BY PATRICK WATSON
At the Strategic Investment Conference 2018, Gabriela Santos, Executive Director at J.P. Morgan Asset Management, compared the potential of the US and international markets in terms of equity returns.
J.P. Morgan projects 5.5% annualized for US equities over the next 10 years. Meanwhile, Japan is projected to return 6% and emerging markets (EM) around 8%. But that’s assuming today as a starting point.
Santos stressed that the entry point and currency can make a huge difference on returns, so they can vary a lot. The chart below that she shared during her speech illustrates the currency impact on international market returns.
Source: Mauldin Economics
For instance, a weak dollar may help US investors who hold foreign stocks. Likewise, the depreciation of another market’s currency could hurt US investors. But the aggregate effect can vary.
Emerging Markets Show Promise
Gabriela Santos then turned to emerging markets. She showed a chart of what she calls her EM “growth alpha,” the difference between the outlook for developed markets (DM) growth and EM growth.
When it’s shrinking, it’s a terrible time to invest in EMs. When it’s growing, it’s a good time to buy EMs.
Santos noted that we need stability in several areas such as currencies and commodities to reach the full EM outperformance.

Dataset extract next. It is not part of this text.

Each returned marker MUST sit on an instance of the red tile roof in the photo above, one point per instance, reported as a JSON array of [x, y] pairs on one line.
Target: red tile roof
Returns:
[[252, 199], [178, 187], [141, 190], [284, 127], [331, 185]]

Most people think of EMs as being markets and economies in Asia. And that is partially true. But there are regions beyond Asia that will outperform—in particular, Latin America.
Santos argued that Latin America today has the best starting point in terms of growth. She thinks that this year, the region will finally return to its earnings potential.
In 2016, the seed of future growth was planted and now is time to harvest the returns.